ГРАФИНЯ. Вы полагаете, что человека превратить в стол невозможно? Так
вот, представьте себе: меня, раздетую, уложили на стол, и мое обнаженное
тело превратилось в алтарь для Черной Мессы.

Слушательницы ахают.
Рене вздрагивает, и по мере рассказа графини ее волнение становится все
заметнее.

Ни где это произошло, ни кто там был, я вам, разумеется, не скажу. Мсье
Гибур давно мертв, а я, конечно, - лишь жалкое подобие госпожи де Монтеспан.
И все же, как и она, я сама предложила использовать мое тело для мессы.

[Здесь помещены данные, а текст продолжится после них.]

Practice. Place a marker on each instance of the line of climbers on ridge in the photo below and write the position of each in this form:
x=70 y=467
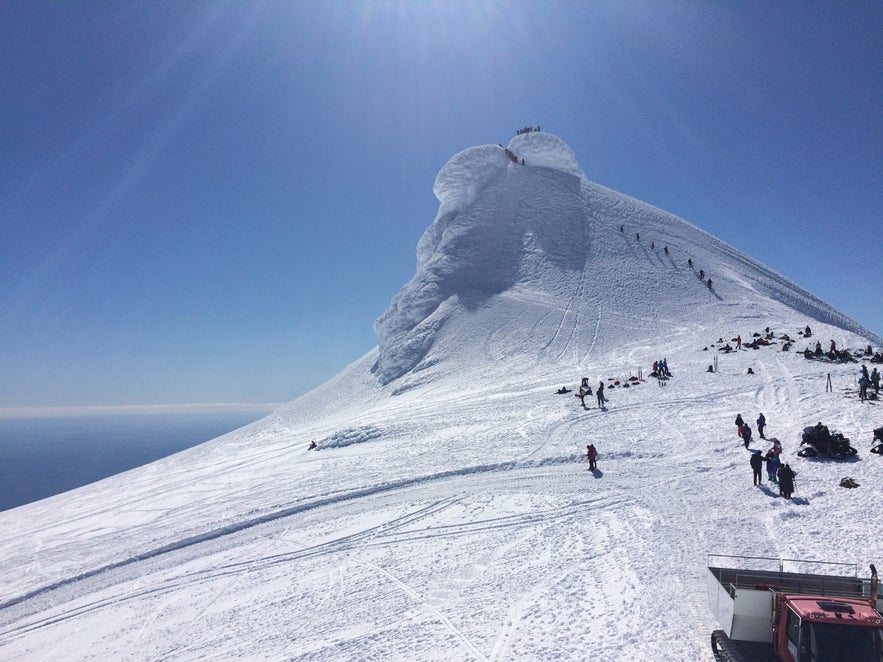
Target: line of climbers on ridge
x=665 y=249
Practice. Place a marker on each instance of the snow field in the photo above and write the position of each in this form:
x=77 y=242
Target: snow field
x=448 y=512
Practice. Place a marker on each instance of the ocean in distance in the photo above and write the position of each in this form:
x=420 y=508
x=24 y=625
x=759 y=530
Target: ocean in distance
x=40 y=457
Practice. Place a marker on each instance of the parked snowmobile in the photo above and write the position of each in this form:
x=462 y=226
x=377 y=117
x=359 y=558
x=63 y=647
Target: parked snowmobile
x=819 y=441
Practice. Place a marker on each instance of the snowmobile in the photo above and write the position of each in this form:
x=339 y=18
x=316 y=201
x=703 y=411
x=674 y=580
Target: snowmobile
x=819 y=441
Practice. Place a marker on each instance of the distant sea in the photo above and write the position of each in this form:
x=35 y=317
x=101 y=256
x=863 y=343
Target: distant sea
x=40 y=457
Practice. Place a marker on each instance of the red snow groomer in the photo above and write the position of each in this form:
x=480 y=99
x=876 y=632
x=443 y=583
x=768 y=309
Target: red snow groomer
x=794 y=616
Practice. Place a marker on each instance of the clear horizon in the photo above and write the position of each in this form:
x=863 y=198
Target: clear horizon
x=208 y=202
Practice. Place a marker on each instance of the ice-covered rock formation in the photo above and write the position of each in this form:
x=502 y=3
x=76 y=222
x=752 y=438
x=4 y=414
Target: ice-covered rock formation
x=523 y=220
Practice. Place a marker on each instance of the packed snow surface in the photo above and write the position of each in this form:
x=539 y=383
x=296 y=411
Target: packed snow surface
x=447 y=512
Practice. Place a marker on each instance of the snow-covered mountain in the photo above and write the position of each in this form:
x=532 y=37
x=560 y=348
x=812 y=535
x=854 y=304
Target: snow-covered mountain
x=447 y=511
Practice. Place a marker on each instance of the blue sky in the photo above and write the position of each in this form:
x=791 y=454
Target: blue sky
x=213 y=201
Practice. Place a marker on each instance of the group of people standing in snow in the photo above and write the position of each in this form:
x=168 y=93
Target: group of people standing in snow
x=585 y=389
x=665 y=250
x=776 y=471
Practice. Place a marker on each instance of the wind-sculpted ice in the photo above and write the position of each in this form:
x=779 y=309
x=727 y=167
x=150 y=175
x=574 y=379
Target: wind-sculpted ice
x=476 y=246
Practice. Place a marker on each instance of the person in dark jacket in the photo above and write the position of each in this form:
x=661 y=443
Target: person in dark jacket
x=592 y=454
x=757 y=467
x=786 y=481
x=772 y=465
x=746 y=434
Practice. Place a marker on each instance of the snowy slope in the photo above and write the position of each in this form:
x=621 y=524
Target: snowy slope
x=448 y=512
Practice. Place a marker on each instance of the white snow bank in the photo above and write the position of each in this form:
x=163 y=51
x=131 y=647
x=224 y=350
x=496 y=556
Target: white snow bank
x=464 y=176
x=545 y=151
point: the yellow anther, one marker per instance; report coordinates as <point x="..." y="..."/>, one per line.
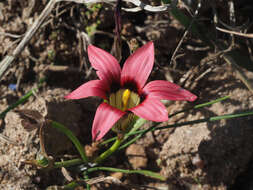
<point x="125" y="97"/>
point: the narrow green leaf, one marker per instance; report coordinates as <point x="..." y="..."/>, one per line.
<point x="142" y="172"/>
<point x="72" y="137"/>
<point x="230" y="116"/>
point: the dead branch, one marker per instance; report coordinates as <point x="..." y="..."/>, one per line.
<point x="9" y="59"/>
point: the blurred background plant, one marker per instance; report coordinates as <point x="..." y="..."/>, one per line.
<point x="204" y="46"/>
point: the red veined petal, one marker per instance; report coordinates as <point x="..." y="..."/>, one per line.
<point x="139" y="65"/>
<point x="151" y="109"/>
<point x="165" y="90"/>
<point x="106" y="116"/>
<point x="107" y="66"/>
<point x="91" y="88"/>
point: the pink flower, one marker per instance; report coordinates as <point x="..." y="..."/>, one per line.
<point x="124" y="91"/>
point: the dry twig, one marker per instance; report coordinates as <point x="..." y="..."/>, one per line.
<point x="9" y="59"/>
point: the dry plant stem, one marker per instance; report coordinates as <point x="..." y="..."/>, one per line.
<point x="8" y="60"/>
<point x="235" y="33"/>
<point x="185" y="33"/>
<point x="6" y="139"/>
<point x="110" y="151"/>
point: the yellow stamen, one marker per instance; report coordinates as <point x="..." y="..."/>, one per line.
<point x="125" y="98"/>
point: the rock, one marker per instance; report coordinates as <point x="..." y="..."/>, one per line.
<point x="136" y="156"/>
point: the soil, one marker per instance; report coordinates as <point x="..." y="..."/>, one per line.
<point x="214" y="155"/>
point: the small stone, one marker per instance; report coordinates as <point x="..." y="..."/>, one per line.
<point x="137" y="156"/>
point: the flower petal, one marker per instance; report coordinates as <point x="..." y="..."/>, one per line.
<point x="91" y="88"/>
<point x="107" y="66"/>
<point x="106" y="116"/>
<point x="139" y="65"/>
<point x="151" y="109"/>
<point x="164" y="90"/>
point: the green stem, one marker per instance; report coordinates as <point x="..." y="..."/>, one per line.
<point x="68" y="163"/>
<point x="72" y="137"/>
<point x="142" y="172"/>
<point x="108" y="152"/>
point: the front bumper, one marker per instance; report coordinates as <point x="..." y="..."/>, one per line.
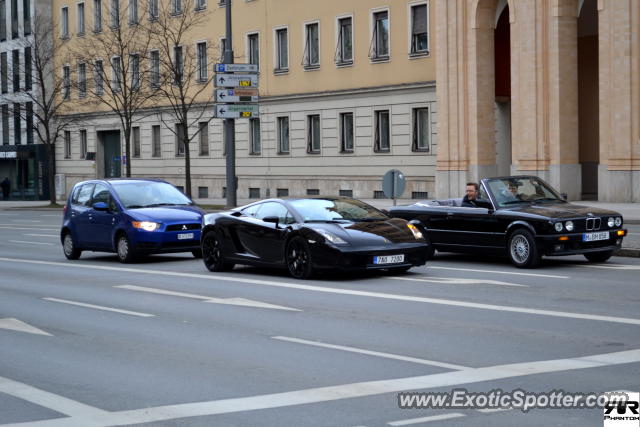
<point x="572" y="244"/>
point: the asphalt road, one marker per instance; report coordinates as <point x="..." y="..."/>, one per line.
<point x="164" y="342"/>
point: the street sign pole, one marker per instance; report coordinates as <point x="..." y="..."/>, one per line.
<point x="230" y="124"/>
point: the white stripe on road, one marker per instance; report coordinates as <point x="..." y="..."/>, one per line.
<point x="426" y="419"/>
<point x="99" y="307"/>
<point x="373" y="353"/>
<point x="287" y="285"/>
<point x="457" y="281"/>
<point x="48" y="400"/>
<point x="31" y="243"/>
<point x="344" y="391"/>
<point x="515" y="273"/>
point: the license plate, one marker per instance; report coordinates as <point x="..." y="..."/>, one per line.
<point x="388" y="259"/>
<point x="592" y="237"/>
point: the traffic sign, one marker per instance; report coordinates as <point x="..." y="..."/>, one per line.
<point x="237" y="111"/>
<point x="236" y="68"/>
<point x="236" y="80"/>
<point x="236" y="95"/>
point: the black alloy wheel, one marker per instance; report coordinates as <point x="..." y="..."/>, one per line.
<point x="212" y="253"/>
<point x="522" y="249"/>
<point x="298" y="258"/>
<point x="598" y="256"/>
<point x="69" y="247"/>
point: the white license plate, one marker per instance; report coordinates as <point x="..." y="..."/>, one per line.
<point x="388" y="259"/>
<point x="592" y="237"/>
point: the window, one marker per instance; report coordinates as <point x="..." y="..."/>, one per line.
<point x="26" y="12"/>
<point x="312" y="46"/>
<point x="116" y="70"/>
<point x="178" y="64"/>
<point x="67" y="145"/>
<point x="419" y="29"/>
<point x="346" y="132"/>
<point x="82" y="80"/>
<point x="283" y="135"/>
<point x="17" y="131"/>
<point x="29" y="122"/>
<point x="134" y="64"/>
<point x="180" y="140"/>
<point x="344" y="51"/>
<point x="420" y="129"/>
<point x="133" y="12"/>
<point x="313" y="134"/>
<point x="66" y="82"/>
<point x="380" y="41"/>
<point x="204" y="138"/>
<point x="135" y="136"/>
<point x="154" y="11"/>
<point x="98" y="77"/>
<point x="253" y="45"/>
<point x="4" y="71"/>
<point x="155" y="141"/>
<point x="83" y="143"/>
<point x="80" y="19"/>
<point x="15" y="56"/>
<point x="155" y="69"/>
<point x="28" y="69"/>
<point x="5" y="125"/>
<point x="97" y="16"/>
<point x="202" y="61"/>
<point x="382" y="131"/>
<point x="254" y="125"/>
<point x="114" y="19"/>
<point x="282" y="50"/>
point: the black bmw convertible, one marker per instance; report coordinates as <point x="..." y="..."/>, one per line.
<point x="309" y="235"/>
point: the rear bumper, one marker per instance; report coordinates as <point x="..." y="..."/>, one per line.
<point x="574" y="244"/>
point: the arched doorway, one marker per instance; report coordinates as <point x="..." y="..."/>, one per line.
<point x="588" y="97"/>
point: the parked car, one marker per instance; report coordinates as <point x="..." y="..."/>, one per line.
<point x="130" y="217"/>
<point x="309" y="235"/>
<point x="522" y="217"/>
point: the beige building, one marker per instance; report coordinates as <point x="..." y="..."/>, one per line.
<point x="545" y="87"/>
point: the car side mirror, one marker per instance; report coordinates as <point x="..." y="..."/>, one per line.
<point x="101" y="206"/>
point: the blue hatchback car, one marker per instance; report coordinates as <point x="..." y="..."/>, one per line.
<point x="129" y="217"/>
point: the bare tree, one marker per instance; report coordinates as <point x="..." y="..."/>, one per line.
<point x="122" y="45"/>
<point x="184" y="73"/>
<point x="45" y="90"/>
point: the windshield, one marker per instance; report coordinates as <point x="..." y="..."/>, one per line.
<point x="336" y="210"/>
<point x="146" y="194"/>
<point x="515" y="191"/>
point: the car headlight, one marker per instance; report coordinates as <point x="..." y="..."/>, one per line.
<point x="416" y="233"/>
<point x="146" y="225"/>
<point x="336" y="240"/>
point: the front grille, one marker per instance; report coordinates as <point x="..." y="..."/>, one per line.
<point x="183" y="227"/>
<point x="593" y="224"/>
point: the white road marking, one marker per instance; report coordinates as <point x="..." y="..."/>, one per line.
<point x="339" y="291"/>
<point x="426" y="419"/>
<point x="344" y="391"/>
<point x="515" y="273"/>
<point x="49" y="400"/>
<point x="99" y="307"/>
<point x="458" y="281"/>
<point x="20" y="326"/>
<point x="228" y="301"/>
<point x="31" y="243"/>
<point x="373" y="353"/>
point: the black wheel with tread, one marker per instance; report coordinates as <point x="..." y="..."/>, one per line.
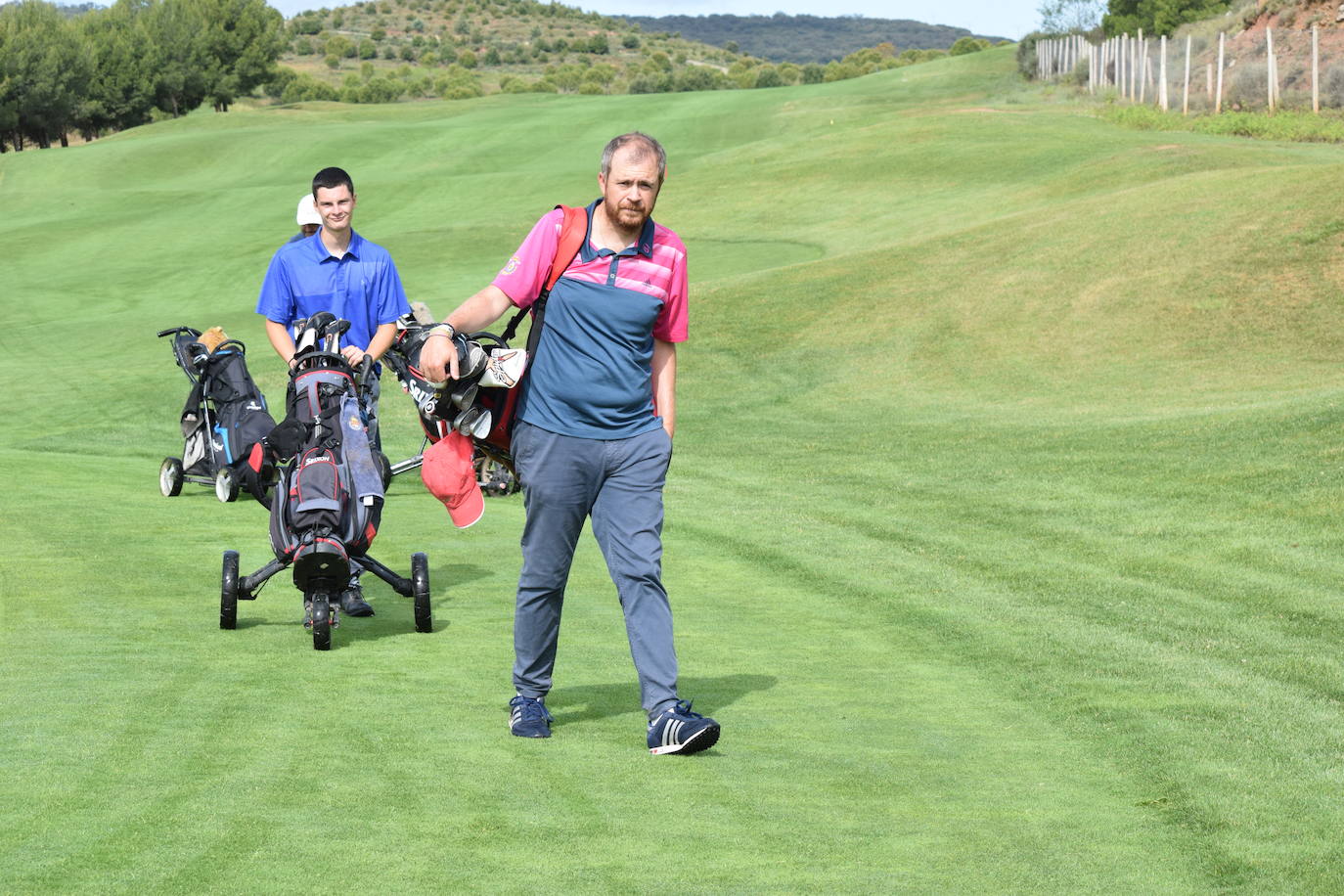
<point x="169" y="477"/>
<point x="226" y="485"/>
<point x="420" y="593"/>
<point x="229" y="591"/>
<point x="322" y="622"/>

Меня, обнаженную, такую белую-белую, положили навзничь на черное траурное
полотнище. Я лежала, закрыв глаза, и представляла, как ослепительно
прекрасна моя нагота. Обычной женщине не дано знать, что это такое - видеть
все не глазами, а открытой кожей. Мои груди и живот прикрыли маленькими
салфетками. Ну, это ощущение вам знакомо - вспомните холодную накрахмаленную
простыню. А в ложбинку между грудей мне положили серебряное распятие.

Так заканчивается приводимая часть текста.